May 14th, 2017
10:53 am
Web App container layout– how to fill space to right

Posted under Angular & CSS & PrimeNG
Tags , ,

I was trying to allow a left div for a menu to have a percentage width, possibly with a fixed min-width.

I then wanted to add a right div which filled all the remaining space to the right, to form a content pane.

My initial attempts which failed were:-

1/ Float both divs left – this partly works e.g. if I gave 25% width to the left and 75% width to the right, i.e. I had to assign width. If I then gave a min-width to the left, the right div drops underneath when the min-width kicks in.

2/ Per this post here, I took the float out of the right div. Whilst it extended to fill the right hand space, it also filled the left hand space, and placing e.g. a PrimeNG toolbar in the right hand pane resulted in a mess where the height of the toolbar filled the whole height of both divs. This was all due to the interaction of the floated and non floated div – the non floated one just flowed around the left hand floated div, and its content was in fact also hiding underneath the right one. In fact the comments mention that the proposed solution in the post does not work exactly as I found.

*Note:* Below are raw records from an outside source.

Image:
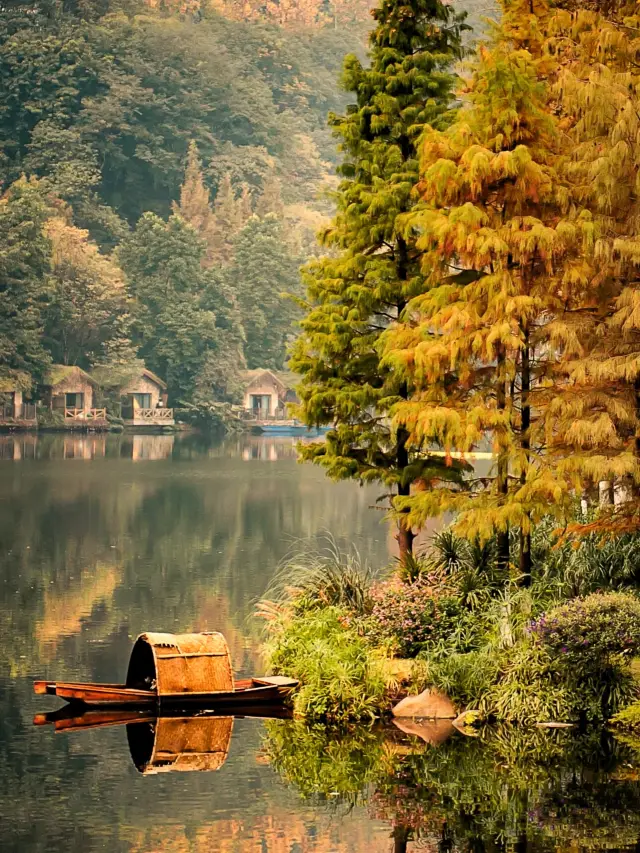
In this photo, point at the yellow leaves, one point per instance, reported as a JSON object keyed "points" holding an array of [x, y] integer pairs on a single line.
{"points": [[73, 250]]}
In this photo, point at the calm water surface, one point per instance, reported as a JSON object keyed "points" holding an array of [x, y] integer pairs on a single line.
{"points": [[104, 537]]}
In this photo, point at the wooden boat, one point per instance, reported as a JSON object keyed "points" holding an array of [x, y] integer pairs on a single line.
{"points": [[175, 670]]}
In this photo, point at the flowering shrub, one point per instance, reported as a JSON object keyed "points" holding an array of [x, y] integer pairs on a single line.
{"points": [[415, 616], [589, 632]]}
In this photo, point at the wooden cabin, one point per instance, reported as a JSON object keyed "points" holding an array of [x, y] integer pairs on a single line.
{"points": [[14, 412], [70, 391], [266, 394], [144, 401]]}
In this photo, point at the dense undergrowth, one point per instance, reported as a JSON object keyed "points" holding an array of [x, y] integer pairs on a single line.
{"points": [[557, 650]]}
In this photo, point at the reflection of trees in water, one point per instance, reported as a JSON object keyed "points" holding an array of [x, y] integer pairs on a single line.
{"points": [[509, 790], [98, 552]]}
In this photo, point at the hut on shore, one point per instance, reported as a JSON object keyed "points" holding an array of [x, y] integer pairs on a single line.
{"points": [[14, 411], [70, 391], [144, 401], [267, 392]]}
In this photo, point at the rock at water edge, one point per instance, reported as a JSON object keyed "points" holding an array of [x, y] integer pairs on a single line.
{"points": [[430, 704]]}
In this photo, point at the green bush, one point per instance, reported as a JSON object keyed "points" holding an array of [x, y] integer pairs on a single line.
{"points": [[587, 633], [628, 718], [466, 678], [415, 617], [340, 677]]}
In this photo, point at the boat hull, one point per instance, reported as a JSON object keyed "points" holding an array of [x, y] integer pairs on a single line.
{"points": [[251, 691]]}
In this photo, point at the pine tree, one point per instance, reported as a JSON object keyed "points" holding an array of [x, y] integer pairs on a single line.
{"points": [[175, 327], [270, 199], [194, 206], [228, 219], [25, 263], [263, 272], [505, 253], [374, 271]]}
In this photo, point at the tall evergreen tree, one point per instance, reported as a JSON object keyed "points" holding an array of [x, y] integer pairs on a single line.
{"points": [[374, 268], [261, 276], [177, 331], [87, 304], [25, 264]]}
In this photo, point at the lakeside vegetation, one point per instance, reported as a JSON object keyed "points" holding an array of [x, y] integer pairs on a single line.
{"points": [[480, 292]]}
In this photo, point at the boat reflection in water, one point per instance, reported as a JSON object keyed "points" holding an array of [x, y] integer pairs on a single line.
{"points": [[161, 743]]}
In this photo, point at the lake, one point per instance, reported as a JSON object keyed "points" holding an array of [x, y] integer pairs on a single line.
{"points": [[103, 537]]}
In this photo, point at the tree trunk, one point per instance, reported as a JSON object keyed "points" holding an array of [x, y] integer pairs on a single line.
{"points": [[525, 444], [405, 535], [400, 838], [502, 538]]}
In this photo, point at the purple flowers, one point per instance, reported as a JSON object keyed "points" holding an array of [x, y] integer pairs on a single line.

Finally an interesting solution which did work is this post here. The right float is not floated but is set to overflow:hidden. This triggers a Block Formatting Context, which interacts with the float to fill the remaining space. The right div becomes a BFC which prevents sibling floats from intruding on them, and also prevents descendant floats from escaping. The post explains the details on this well.

This worked correctly, even when the min-width was used in conjunction with a percentage width for the left div. A plunker showing a simple example of the BFC may be found here.

In the end I abandoned this approach of rolling my own layout. I was using PrimeNG components, and PrimeNG comes with a Grid CSS layout component which does full responsive 12 column based layout. It is nestable, and adaptable automatically for different screen widths via media queries. It is also used internally for the PrimeNG components, so will play nicely with them and will be less prone to side effects. I note from the comments that Bootstrap responsive column layout does not work well with PrimeNG, so I stuck with PrimeNG as it is flexible and easy to use.

Another alternative for grid layout which is big in this area is Foundation, which is also reviewed and compared with Bootstrap here. Bootstrap may be found here. Both Foundation and Bootstrap are frameworks offering components and css/theming as well as grid layout so would likely fight with Primefaces as this post indicates. It looks like you may be able to just get the grid with Foundation by now, not sure with Bootstrap.